The basic premise of this film is about some men and their drive, desire and lust to conquer women by bedding them.
Douglas plays Ben Kalmen, a divorced former car dealer who got caught scheming and was convicted of fraud. He has no job, no friends but he’d like to get back into business. He also has a reputation of hitting on many young women and bedding them. He’s dating and living with Jordan (played by Mary-Louise Parker) and Allyson (played by Imogen Poots) Karsch a mother and daughter who have their own wealth.
Although he is living with Jordan, he is still picking up other women and taking them to hotels. He’s tasked with taking Allyson to her college for a meeting with the Chancellor. Doing this puts himself in good graces with Jordan who can pull strings to get him endorsements and support to build a new auto dealership.
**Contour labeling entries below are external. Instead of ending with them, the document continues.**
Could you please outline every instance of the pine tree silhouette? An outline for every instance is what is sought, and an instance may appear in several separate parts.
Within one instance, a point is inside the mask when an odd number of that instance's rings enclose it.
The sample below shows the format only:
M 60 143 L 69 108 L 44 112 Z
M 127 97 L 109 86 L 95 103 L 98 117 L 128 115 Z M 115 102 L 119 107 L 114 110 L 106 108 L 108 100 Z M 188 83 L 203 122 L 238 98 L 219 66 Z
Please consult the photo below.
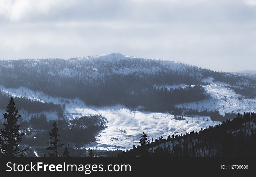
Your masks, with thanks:
M 64 144 L 63 143 L 58 144 L 58 143 L 61 140 L 58 139 L 58 137 L 60 135 L 58 134 L 59 129 L 57 127 L 57 124 L 56 122 L 53 124 L 52 128 L 51 128 L 51 133 L 49 133 L 49 134 L 50 135 L 50 138 L 51 140 L 50 144 L 51 146 L 46 147 L 46 150 L 53 151 L 53 152 L 48 152 L 50 157 L 58 157 L 58 149 L 62 147 Z
M 89 149 L 89 150 L 90 151 L 89 157 L 93 157 L 93 150 L 91 149 Z
M 145 157 L 148 153 L 148 151 L 146 146 L 147 140 L 147 136 L 145 132 L 143 132 L 140 141 L 140 144 L 141 146 L 141 150 L 140 154 L 141 157 Z
M 26 149 L 21 150 L 19 143 L 22 142 L 22 133 L 19 134 L 19 125 L 17 122 L 21 117 L 18 115 L 18 110 L 15 107 L 15 103 L 12 98 L 9 101 L 6 112 L 3 114 L 6 122 L 3 123 L 4 128 L 0 129 L 0 147 L 1 154 L 3 156 L 16 156 L 18 154 L 24 155 Z
M 70 152 L 67 150 L 67 148 L 65 148 L 65 150 L 63 153 L 63 157 L 70 157 Z

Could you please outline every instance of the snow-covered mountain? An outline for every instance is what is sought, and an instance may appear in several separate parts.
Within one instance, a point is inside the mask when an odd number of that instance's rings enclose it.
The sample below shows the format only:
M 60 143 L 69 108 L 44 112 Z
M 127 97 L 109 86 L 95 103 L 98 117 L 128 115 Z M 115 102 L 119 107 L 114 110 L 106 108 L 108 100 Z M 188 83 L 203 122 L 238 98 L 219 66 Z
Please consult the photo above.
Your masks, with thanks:
M 65 105 L 67 120 L 105 117 L 107 128 L 81 146 L 102 150 L 131 148 L 143 131 L 157 138 L 220 123 L 209 115 L 184 114 L 186 110 L 218 110 L 224 116 L 256 110 L 256 85 L 242 76 L 118 53 L 0 61 L 0 76 L 3 94 Z M 183 112 L 177 113 L 179 109 Z M 40 113 L 21 110 L 24 120 Z M 58 117 L 56 112 L 45 112 L 48 120 Z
However, he hits on Allyson thinking she won’t tell her mother. His former wife Nancy (played by Susan Sarandon) still lives in their old apartment and still has their furniture. There is nostalgia and comforts being with her but as you learn at the end of the film, he became this other person because he felt invisible.
There are numerous men like Ben and this film can serve as a view of how their lives could go. I did like that the ending of the film was left up in the air, but I’m pretty sure of the way he went.
Douglas fills the bill of this character with panache. Whether it is true or not; if you believe gossip magazines, he makes the role come alive with realism. His dialogue is spoken with experienced ease. Parker effectively carries off the role of a rich affected wealthy woman who is hurt but wanting to move on. Poots as Allyson is strong by being both angry at and complacent with her mom. Jenna Fischer plays Kalmen’s daughter and given the odd dialogue with her father about his exploits, I was both taken aback and intrigued. Sarandon has a small but effective part by grounding the the film. Danny DeVito plays a old friend who runs a deli near his alma mater and here DeVito is on course and on track.
Overall: I liked this film as it fairly portrayed the sadness of someone continuing to find their strength through seduction.